Pour la police de Montréal, l'amélioration du bilan routier passe par les piétons. Elle distribue ainsi chaque année, depuis 2008, un nombre grandissant de constats d'infraction à ces indisciplinés de la route. Elle a accru sa présence sur le terrain, rencontré les groupes les plus vulnérables et multiplié les opérations de sensibilisation et de contrôle.

Et pourtant, le nombre de piétons victimes de la rue ne cesse d'augmenter depuis... 2008.

L'échec est cuisant pour le SPVM. Le bilan 2010 qu'il a dévoilé la semaine dernière est peut-être globalement bon, mais il révèle que le nombre de piétons gravement blessés a bondi en une seule année de 50%! Plus inquiétant, cette hausse s'inscrit dans une tendance: 78 blessés en 2008, 87 l'année suivante, puis 125 l'an dernier.

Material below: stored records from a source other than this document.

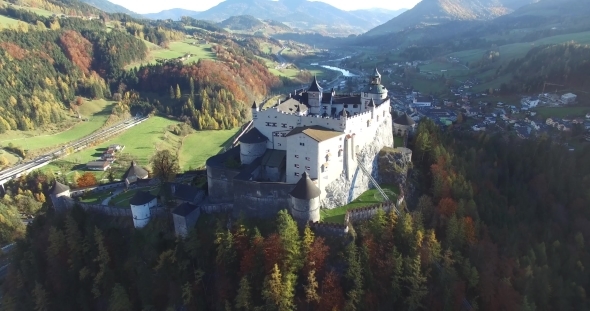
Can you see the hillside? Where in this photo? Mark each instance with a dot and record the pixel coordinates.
(432, 12)
(173, 14)
(242, 22)
(109, 7)
(301, 14)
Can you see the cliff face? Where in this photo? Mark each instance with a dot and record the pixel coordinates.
(343, 191)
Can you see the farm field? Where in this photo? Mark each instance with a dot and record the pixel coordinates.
(199, 146)
(38, 11)
(562, 112)
(97, 112)
(176, 49)
(370, 197)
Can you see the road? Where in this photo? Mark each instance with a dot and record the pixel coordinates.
(42, 160)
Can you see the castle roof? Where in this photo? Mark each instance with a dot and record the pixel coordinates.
(253, 137)
(292, 105)
(376, 73)
(58, 188)
(135, 171)
(404, 119)
(184, 209)
(316, 132)
(374, 89)
(314, 87)
(141, 198)
(305, 189)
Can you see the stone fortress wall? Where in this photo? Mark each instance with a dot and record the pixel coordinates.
(344, 190)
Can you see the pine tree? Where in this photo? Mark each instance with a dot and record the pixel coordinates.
(311, 289)
(244, 297)
(354, 275)
(119, 300)
(290, 241)
(40, 297)
(178, 95)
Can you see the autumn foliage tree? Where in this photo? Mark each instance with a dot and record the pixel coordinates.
(87, 180)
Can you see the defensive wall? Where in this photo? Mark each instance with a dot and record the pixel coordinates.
(261, 199)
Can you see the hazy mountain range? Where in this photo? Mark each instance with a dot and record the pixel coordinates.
(295, 13)
(429, 12)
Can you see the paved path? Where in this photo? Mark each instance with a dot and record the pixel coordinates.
(115, 193)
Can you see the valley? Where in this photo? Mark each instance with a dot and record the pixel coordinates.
(293, 155)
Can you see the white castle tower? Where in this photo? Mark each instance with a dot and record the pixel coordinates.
(314, 97)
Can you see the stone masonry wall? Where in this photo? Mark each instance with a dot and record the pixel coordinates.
(342, 191)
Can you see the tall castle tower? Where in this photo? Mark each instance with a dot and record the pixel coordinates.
(374, 90)
(314, 97)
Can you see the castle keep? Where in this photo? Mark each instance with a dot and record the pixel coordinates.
(304, 153)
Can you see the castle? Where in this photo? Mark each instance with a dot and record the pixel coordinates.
(304, 153)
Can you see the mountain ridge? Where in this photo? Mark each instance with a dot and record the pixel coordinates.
(441, 11)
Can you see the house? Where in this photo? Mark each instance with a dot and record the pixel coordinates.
(98, 165)
(185, 217)
(568, 98)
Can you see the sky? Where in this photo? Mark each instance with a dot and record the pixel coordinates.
(153, 6)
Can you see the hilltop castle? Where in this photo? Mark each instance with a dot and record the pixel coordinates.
(304, 153)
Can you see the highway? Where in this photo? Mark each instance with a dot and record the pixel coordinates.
(42, 160)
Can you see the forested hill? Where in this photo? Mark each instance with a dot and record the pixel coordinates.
(45, 66)
(500, 224)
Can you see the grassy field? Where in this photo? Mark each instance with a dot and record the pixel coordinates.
(97, 112)
(562, 112)
(6, 22)
(199, 146)
(122, 200)
(37, 11)
(370, 197)
(141, 141)
(11, 158)
(175, 50)
(95, 197)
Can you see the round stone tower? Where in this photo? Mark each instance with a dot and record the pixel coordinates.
(305, 200)
(252, 146)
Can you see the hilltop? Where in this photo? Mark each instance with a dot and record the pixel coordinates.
(301, 14)
(433, 12)
(173, 14)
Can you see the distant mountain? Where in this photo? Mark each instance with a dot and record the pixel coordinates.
(301, 14)
(376, 17)
(242, 22)
(110, 7)
(173, 14)
(429, 12)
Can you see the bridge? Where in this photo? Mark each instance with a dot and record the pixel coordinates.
(42, 160)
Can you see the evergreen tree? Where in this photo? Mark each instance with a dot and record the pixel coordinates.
(178, 95)
(119, 300)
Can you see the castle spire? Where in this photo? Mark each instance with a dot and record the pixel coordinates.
(314, 87)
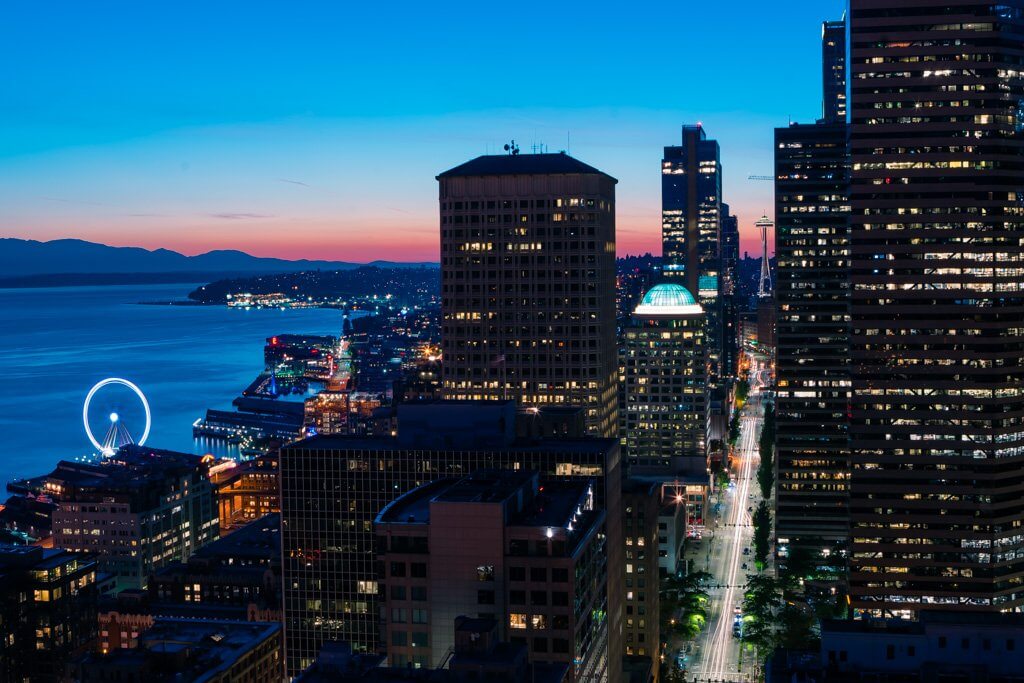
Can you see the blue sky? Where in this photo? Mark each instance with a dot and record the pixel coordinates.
(315, 129)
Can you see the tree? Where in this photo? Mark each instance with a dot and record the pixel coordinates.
(762, 534)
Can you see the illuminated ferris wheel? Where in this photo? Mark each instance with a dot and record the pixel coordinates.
(117, 433)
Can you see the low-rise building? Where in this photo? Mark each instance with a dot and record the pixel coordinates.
(138, 510)
(47, 611)
(192, 651)
(496, 545)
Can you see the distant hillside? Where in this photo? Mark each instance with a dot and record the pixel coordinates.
(28, 262)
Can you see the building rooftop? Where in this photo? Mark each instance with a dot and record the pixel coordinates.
(668, 299)
(559, 163)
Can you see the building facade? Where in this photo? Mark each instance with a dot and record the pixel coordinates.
(641, 622)
(137, 511)
(834, 72)
(666, 383)
(528, 284)
(496, 545)
(691, 231)
(333, 488)
(937, 442)
(47, 611)
(812, 328)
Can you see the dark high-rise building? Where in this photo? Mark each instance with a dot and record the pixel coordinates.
(812, 334)
(937, 227)
(334, 486)
(528, 284)
(47, 611)
(730, 299)
(834, 71)
(691, 226)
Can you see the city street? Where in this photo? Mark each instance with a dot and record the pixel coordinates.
(717, 655)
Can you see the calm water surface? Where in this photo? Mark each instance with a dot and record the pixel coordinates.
(56, 343)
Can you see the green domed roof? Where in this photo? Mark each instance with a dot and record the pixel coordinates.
(668, 299)
(668, 295)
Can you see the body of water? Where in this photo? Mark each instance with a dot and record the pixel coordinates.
(56, 343)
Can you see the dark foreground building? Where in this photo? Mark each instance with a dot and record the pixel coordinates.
(937, 229)
(812, 323)
(528, 284)
(333, 488)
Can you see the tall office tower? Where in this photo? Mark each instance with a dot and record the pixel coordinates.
(691, 226)
(666, 384)
(334, 486)
(834, 71)
(641, 512)
(937, 444)
(730, 309)
(812, 333)
(502, 546)
(528, 284)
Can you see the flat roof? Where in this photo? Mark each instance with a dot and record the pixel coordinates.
(546, 164)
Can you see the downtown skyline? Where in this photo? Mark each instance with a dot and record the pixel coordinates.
(180, 142)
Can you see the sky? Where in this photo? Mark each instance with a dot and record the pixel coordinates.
(315, 129)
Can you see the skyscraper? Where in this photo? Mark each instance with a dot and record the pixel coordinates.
(834, 71)
(937, 442)
(730, 278)
(691, 226)
(528, 284)
(666, 384)
(812, 328)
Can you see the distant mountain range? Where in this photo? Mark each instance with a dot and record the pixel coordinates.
(28, 262)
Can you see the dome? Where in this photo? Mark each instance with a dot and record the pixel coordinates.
(668, 299)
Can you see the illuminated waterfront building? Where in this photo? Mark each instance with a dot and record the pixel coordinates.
(528, 284)
(937, 432)
(691, 232)
(137, 511)
(334, 486)
(497, 544)
(666, 426)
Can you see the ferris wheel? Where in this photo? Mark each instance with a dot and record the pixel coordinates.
(117, 433)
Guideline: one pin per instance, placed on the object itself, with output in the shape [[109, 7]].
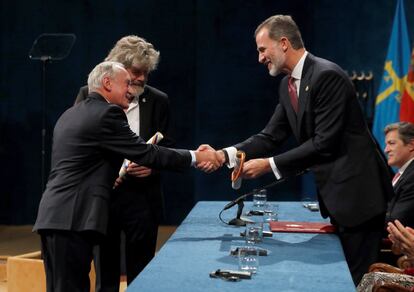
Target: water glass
[[259, 198], [254, 232], [270, 212], [248, 259]]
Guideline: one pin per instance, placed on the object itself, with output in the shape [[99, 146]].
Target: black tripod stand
[[46, 48]]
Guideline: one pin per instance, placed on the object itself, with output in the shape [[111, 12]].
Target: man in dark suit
[[399, 141], [137, 203], [90, 140], [318, 106]]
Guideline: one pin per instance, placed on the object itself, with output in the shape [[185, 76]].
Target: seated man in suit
[[90, 141], [388, 278], [136, 206], [399, 140]]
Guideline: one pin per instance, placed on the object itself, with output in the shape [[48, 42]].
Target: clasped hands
[[134, 170], [251, 169]]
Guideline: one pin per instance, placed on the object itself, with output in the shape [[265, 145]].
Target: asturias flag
[[407, 100], [387, 104]]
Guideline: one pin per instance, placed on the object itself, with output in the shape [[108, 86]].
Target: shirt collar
[[133, 104], [297, 71], [404, 167]]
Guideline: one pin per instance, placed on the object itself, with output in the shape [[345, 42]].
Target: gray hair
[[282, 26], [102, 70], [405, 131], [134, 51]]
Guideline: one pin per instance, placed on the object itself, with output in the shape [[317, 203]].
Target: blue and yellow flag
[[387, 104]]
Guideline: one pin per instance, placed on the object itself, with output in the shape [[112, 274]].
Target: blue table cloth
[[202, 244]]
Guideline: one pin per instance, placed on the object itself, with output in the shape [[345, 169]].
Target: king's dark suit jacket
[[334, 142], [90, 141], [401, 206], [154, 116]]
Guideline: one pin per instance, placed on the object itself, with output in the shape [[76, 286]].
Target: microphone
[[239, 201], [236, 201]]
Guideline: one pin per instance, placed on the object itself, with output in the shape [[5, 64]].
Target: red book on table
[[301, 227]]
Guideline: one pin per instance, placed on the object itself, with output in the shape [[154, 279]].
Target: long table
[[202, 244]]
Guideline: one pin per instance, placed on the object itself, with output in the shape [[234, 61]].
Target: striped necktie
[[395, 178], [293, 93]]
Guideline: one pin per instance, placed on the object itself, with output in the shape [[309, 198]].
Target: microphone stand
[[239, 201]]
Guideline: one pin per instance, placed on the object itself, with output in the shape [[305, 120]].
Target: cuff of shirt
[[193, 158], [274, 168], [231, 151]]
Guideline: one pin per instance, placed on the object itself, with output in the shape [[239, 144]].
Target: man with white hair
[[137, 203], [90, 141]]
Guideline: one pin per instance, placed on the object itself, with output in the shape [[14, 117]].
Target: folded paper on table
[[153, 140], [301, 227]]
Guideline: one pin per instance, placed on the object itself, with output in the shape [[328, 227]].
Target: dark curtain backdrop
[[219, 93]]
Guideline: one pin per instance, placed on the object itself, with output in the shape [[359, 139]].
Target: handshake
[[209, 160]]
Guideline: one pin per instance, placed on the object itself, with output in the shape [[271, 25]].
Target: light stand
[[46, 48]]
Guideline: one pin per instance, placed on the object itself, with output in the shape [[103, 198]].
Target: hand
[[206, 166], [207, 160], [401, 237], [204, 147], [117, 182], [137, 170], [255, 168]]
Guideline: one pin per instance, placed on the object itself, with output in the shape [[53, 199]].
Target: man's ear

Comment réagit le SPVM? En reconnaissant que cela ne cadre pas avec ses objectifs... puis en tapant de nouveau sur les doigts des piétons! La distraction est périlleuse, martèle-t-on, tout comme le fait de traverser la rue au mauvais endroit. Il faut donc mettre fin une fois pour toutes à cette dangereuse désobéissance.

En un mot: la coercition contre les piétons n'ayant pas marché, le SPVM décide d'accroître la coercition contre les piétons...

Or s'il y a une chose que ces données démontrent, c'est qu'il faut tenter autre chose, le problème étant ailleurs. On ne réduira pas le nombre de victimes de la rue en protégeant quelques marcheurs contre leur propre indiscipline, mais bien en protégeant le plus grand nombre des indisciplines - autrement plus dangereuses - des automobilistes.

Reconnaissons tout de suite une chose: la faute incombe autant aux conducteurs qu'aux bipèdes, chacun étant responsable de la moitié des collisions. Les deux sont donc tout aussi irrespectueux, distraits, adeptes des textos, portés à contrevenir au Code de la sécurité routière.

Mais l'insécurité, on s'entend, n'est vécue que par un seul des deux usagers. Celui qui est le plus vulnérable, lui dont l'environnement est dépourvu de ceintures de sécurité et de coussins gonflables, lui qui devrait donc, selon toute vraisemblance, être protégé de l'indiscipline de l'autre.

Le SPVM a toutefois décidé de faire l'inverse. Depuis l'ajout de 133 policiers consacrés à la sécurité routière, elle a multiplié les mesures répressives contre la victime. Cela s'est traduit, en 4 ans, en une hausse spectaculaire du nombre de constats d'infraction remis aux piétons, lesquels sont passés de 5000 à 15 500!

Au cours de la dernière année, la police a même augmenté le nombre d'opérations de sensibilisation et de contrôle des piétons... pendant qu'elle diminuait le nombre d'opérations de contrôle de la vitesse!

Il y a à Montréal un réel problème d'incivilité, une culture routière fondée sur le chacun-pour-soi qui se solde trop souvent en une victoire du gros contre le petit. Mais ce n'est certainement pas en s'acharnant sur ce dernier que l'on modifiera l'attitude des premiers.